The Baseline MCP Server fills a niche that many AI‑assistant developers have encountered: the need for reliable, up‑to‑date browser support data when generating or validating web code. By tapping into the Web Platform Dashboard API, it exposes a concise set of baseline status values—, , , and —that succinctly communicate whether a particular web feature is ready for production use across major browsers. This abstraction allows an assistant to answer questions like “Is the API safe for all modern browsers?” without the user having to manually look up compatibility tables.

For developers, the server offers a lightweight MCP interface that can be called from any AI client. The core capabilities include: searching for features by keyword, retrieving the baseline status, providing detailed implementation dates per browser version, and filtering results to exclude specific browsers such as Chrome or Safari. These functions are packaged in a single, well‑documented MCP endpoint that can be invoked with simple JSON queries. Because the server runs on Deno or Docker, it can be integrated into a local development environment, CI pipelines, or cloud‑based AI workflows without significant overhead.

Typical use cases span from code generation tools that automatically add polyfills based on real‑world support, to documentation assistants that surface the latest compatibility notes within README files. In a web‑development IDE, an AI helper could prompt the user when they attempt to use a feature that is only in certain browsers, suggesting alternative APIs or fallback strategies. For educational platforms, the server can power interactive lessons that show live browser support charts as learners experiment with new web standards.

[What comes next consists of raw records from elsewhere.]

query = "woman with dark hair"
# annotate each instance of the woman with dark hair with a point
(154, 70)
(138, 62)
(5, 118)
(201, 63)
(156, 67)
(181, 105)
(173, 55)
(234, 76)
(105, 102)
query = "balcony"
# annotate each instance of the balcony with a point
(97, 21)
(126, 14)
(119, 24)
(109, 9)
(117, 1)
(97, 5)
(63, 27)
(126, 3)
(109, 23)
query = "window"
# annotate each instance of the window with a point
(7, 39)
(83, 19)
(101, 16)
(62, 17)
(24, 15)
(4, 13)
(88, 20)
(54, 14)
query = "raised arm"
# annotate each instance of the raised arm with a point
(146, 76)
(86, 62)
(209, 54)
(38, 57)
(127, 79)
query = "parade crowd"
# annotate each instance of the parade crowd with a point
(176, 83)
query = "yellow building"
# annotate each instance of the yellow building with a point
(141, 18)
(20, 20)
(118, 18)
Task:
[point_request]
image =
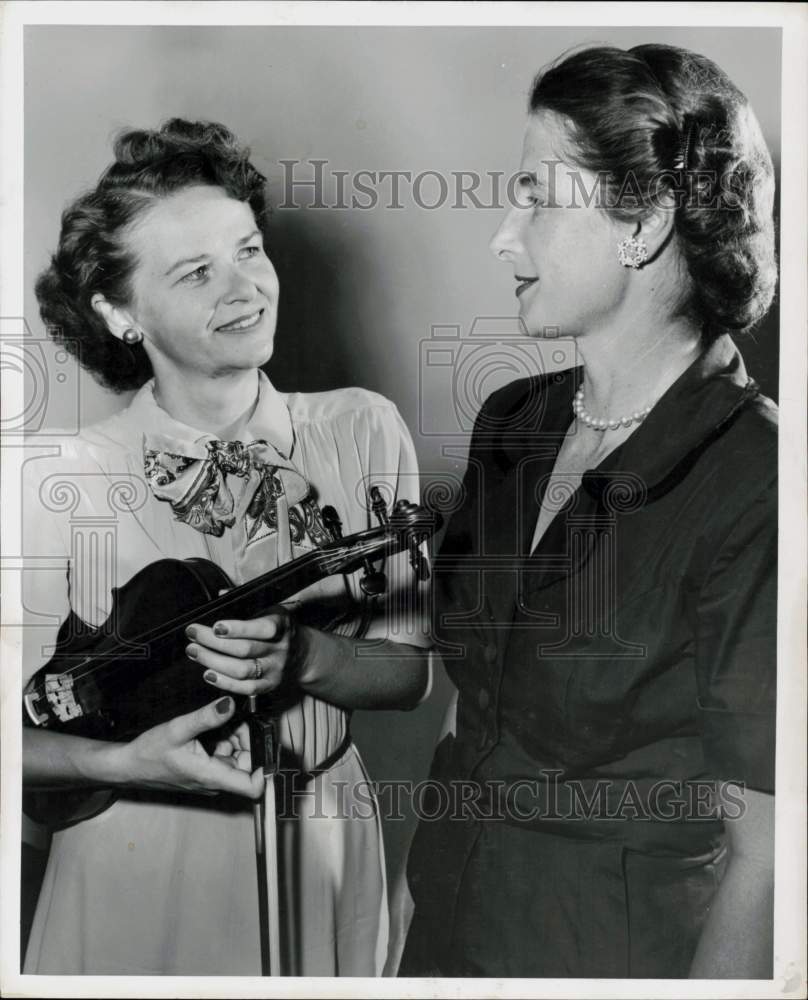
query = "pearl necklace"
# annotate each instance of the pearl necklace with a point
(601, 423)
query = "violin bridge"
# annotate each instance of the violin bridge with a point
(59, 692)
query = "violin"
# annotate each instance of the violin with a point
(130, 674)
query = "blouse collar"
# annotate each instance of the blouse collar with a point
(270, 420)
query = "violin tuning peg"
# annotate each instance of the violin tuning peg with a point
(332, 523)
(373, 583)
(420, 566)
(378, 506)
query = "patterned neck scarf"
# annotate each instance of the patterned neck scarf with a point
(199, 477)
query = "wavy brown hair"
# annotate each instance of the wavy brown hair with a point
(672, 123)
(93, 256)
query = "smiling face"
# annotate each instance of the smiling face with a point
(204, 292)
(563, 251)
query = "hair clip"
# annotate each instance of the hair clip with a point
(682, 161)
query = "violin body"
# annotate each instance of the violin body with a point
(144, 683)
(132, 673)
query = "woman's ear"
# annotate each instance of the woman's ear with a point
(656, 228)
(118, 320)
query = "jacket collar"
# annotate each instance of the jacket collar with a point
(692, 412)
(270, 421)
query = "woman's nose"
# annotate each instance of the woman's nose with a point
(239, 288)
(505, 241)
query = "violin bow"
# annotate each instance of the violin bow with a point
(264, 751)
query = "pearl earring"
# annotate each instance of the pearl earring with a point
(632, 252)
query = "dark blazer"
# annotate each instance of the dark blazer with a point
(631, 657)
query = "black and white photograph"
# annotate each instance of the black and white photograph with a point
(403, 499)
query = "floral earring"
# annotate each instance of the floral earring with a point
(632, 252)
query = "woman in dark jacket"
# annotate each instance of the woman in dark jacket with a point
(606, 595)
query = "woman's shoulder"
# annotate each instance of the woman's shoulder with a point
(752, 440)
(352, 404)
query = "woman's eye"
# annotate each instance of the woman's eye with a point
(197, 275)
(527, 194)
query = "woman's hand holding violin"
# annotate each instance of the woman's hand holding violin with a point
(171, 757)
(252, 657)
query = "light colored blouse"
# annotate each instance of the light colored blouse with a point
(166, 884)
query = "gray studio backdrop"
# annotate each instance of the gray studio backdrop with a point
(364, 290)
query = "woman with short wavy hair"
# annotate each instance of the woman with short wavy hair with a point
(161, 283)
(603, 797)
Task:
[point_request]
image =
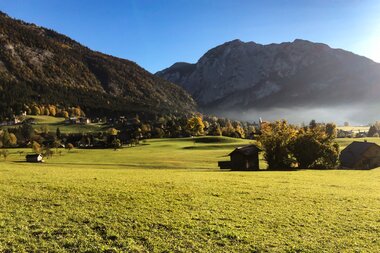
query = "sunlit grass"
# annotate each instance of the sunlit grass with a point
(168, 195)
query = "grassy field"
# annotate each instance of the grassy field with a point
(169, 196)
(52, 123)
(355, 129)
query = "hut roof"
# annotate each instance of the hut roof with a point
(246, 150)
(353, 152)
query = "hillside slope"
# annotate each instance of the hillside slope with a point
(40, 65)
(238, 76)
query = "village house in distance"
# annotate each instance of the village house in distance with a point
(243, 158)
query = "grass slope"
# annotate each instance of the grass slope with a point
(167, 197)
(52, 123)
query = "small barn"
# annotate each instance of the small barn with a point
(242, 158)
(34, 158)
(360, 155)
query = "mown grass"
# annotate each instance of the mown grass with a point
(166, 197)
(52, 123)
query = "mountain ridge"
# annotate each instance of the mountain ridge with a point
(249, 76)
(44, 66)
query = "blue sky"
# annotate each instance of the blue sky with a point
(157, 33)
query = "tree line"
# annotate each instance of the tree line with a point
(287, 146)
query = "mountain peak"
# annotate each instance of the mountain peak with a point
(238, 75)
(43, 66)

What sets this MCP server apart is its focus on the baseline concept, which aligns closely with MDN’s compatibility terminology. By providing a single source of truth that mirrors the Web Platform Dashboard, it eliminates ambiguity between different data providers and ensures consistency across AI‑generated content. The server’s ability to filter by browser also gives developers fine control over the scope of compatibility checks, making it ideal for projects targeting specific user bases or legacy environments.

In short, the Baseline MCP Server gives AI assistants a dependable, API‑driven gateway to current web platform support data. It empowers developers to write safer, more inclusive code with confidence that the underlying browser compatibility information is accurate and up‑to‑date.